Alice has measured the hemoglobin levels of 200 people. If the data follows a normal distribution with a mean of 10 and a standard deviation of 1, what can you conclude?
Among several other possible conclusions, you can say that about 2/3 of the 200 will be between 9 and 11, and about 95% will be between 8 and 12.
To draw conclusions about the hemoglobin levels, we need to examine the given information and apply statistical concepts. In this case, we are provided with the following information:
- The data follows a normal distribution.
- The mean (also referred to as the average) of the data is 10.
- The standard deviation (SD) is 1.
Based on this information, we can make the following conclusions:
1. Central Tendency: The mean (average) hemoglobin level for the 200 people is 10. This suggests that, on average, the hemoglobin level is around 10.
2. Spread or Dispersion: The standard deviation (SD) of 1 indicates how much the individual hemoglobin values tend to deviate from the mean. A smaller standard deviation suggests less variability or dispersion in the data. In this case, a standard deviation of 1 suggests that most of the hemoglobin values are close to the mean of 10.
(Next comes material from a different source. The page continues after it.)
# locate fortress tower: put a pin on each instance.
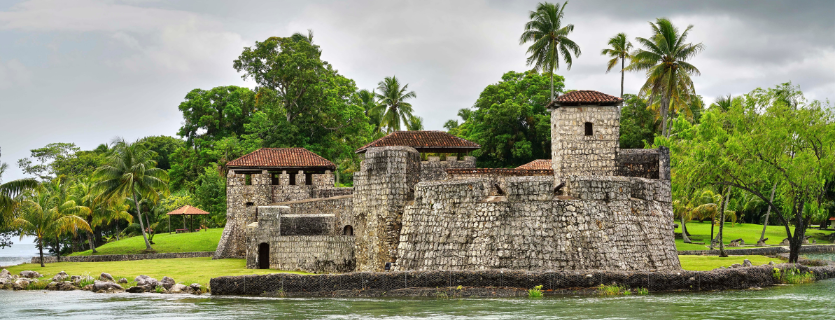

3. Normal Distribution: Since the data follows a normal distribution, we can use the properties of a normal distribution to make further conclusions. For example:
a. Approximate Percentiles: Knowing that the data is normally distributed, we can estimate the percentage of people with hemoglobin levels within specific ranges. For instance, about 68% of the individuals (approximately one standard deviation on either side of the mean) would have hemoglobin levels between 9 and 11.
b. Outliers: Extreme values that deviate significantly from the mean might be considered outliers. Using the normal distribution properties, we can identify and investigate if any values fall outside a certain range. However, since no specific range is provided, we cannot determine if there are any outliers in this case.
4. Sample Size: The fact that 200 people were measured indicates a relatively large sample size. With a larger sample size, our conclusions and estimates are generally more reliable and representative of the larger population.
It's important to note that these conclusions are specific to the information provided. Additional analyses or specific research questions may require further statistical tests or considerations.